На маленьком холмике ещё не просохла утренняя роса, и суглинок казался розоватым в лучах восходящего солнца. Акулина стояла, скрестив на груди руки, и не мигая смотрела на мужа, склонившегося над могилкой дочери, на соседние кресты и могильные холмики, так, будто старалась запомнить на всю жизнь и это место, и это утро. Взгляд заволокла пелена и сквозь эту пелену она увидела, как Тимофей развязал собранную ею котомку, достал нож, отойдя немного в сторону, нарезал пласты дерна, аккуратно обложив им могилку дочери. Потом одёрнул гимнастёрку, снял пилотку, перекрестился: «Прости отца своего, не смог тебя уберечь». Акулина моргнула, пелена солёными каплями покатилась по щекам. Тимофей развернулся и зашагал прочь, стараясь скрыть от жены нахлынувшие слёзы.
Акулина шла следом. За погостом они сравнялись.
–Я тебя провожу чуток.
На развилке, между дорогами на погост и деревенскую околицу, Тимофей остановился, взял её за плечи, поцёловал в щёку, лоб, нос, (платок давно сбился), крепко прижал к своей груди.
–Иди назад, я вслед погляжу. А то буду душой болеть, как ты дошла. И жди, я скоро вернусь. Уж к половине срока подходит. Дослужу и вернусь.
Это была весна сорокового года.
Акулина вернулась домой. Постояла немного на крыльце и пошла к Устинье.
–Устишка, пусти ко мне Лёнку пожить. И тебе на один рот менее и мне легше. А с Илюшкой водиться она к тебе будет прибегать. Да когда и ко мне его заберёт ничего особого.
Когда Устинья родила свою пёрвую дочь – по рязански Лёнку, потом по паспорту Елену Тихоновну, Акулина была ещё не замужем и Лёнку вынянчила она.

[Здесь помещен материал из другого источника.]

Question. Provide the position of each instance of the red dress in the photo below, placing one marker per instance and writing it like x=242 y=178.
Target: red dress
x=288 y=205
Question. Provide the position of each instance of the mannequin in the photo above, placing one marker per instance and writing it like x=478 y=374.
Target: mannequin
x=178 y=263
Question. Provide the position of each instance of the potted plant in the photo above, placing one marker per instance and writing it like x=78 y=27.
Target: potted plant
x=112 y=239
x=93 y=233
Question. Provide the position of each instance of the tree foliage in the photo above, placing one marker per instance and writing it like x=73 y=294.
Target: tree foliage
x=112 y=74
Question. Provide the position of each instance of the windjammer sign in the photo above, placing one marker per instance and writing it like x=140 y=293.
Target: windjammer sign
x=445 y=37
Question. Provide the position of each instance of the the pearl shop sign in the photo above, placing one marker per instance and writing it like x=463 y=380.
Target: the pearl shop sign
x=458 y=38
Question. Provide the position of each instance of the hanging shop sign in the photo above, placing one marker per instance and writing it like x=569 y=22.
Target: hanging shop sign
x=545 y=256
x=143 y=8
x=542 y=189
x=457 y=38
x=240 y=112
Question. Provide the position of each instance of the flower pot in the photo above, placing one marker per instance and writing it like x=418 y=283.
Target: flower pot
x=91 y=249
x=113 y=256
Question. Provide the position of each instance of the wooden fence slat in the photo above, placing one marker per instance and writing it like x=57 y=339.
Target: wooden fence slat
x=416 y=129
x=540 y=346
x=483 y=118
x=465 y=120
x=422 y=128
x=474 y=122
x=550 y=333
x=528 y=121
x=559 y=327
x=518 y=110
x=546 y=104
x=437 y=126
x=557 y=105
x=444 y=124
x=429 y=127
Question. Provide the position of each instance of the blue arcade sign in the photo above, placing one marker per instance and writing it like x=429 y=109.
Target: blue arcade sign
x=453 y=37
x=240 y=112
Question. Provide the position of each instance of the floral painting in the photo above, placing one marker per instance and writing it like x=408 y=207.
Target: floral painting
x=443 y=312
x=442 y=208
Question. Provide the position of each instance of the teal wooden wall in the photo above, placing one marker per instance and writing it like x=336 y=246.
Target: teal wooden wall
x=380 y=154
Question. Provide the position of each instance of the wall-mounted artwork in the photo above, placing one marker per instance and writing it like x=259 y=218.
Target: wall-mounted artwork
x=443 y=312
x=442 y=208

Привязанность между ними была особая.
–Ну, що ж. Приданое её не велико. Бог с вами.
Устинья понимала, как тяжело Акулине одной в осиротевшем доме. Да и с дочерью она не расставалась. Дома стояли рядом.
Каждое утро, как только Акулина, подоив корову и процедив молоко, выгоняла её в стадо, Лёнка с крынкой молока бежала домой. А там её уже ждали: Наська – позже по паспорту Анастасия, по жизни Надежда Тихоновна, Ванька и самый маленький – Илюшка. Был Илюшка непоседлив и шкодлив. Отличался не только неспокойным нравом, но и зелёными, как омут, и прозрачными, как чистая вода, глазами. А ещё был он вихраст и кривоног. Ему, как самому малому, выделялась самая большая доля молока. Остальное делилось между Наськой и Ванькой поровну. Своя тёлка была ещё молода и молока и молока не давала.
Жилось семье голодно и холодно. Устинья с раннего утра уходила на работы в колхоз. Как она потом говорила, работала за «палочки». Тихону, хоть и выписали паспорт, но с тем условием, что Устинья отработает положенные ему трудодни. Определялся объём работы, который засчитывался за один трудодень, и в ведомости напротив фамилии ставилась палочка. После сбора урожая подсчитывали, у кого сколько трудодней, потом правление колхоза определяло, сколько и чего будут на них выдавать. Поэтому работала Устинья от зари до зари, думая, чем будет кормить свой «выводок» зимой. Акулине надо было работать только за себя, потому что Тимофей был призван на срочную службу в Красную Армию. Добросовестная и трудолюбивая, к осени она заработала даже больше трудодней, чем ей полагалось.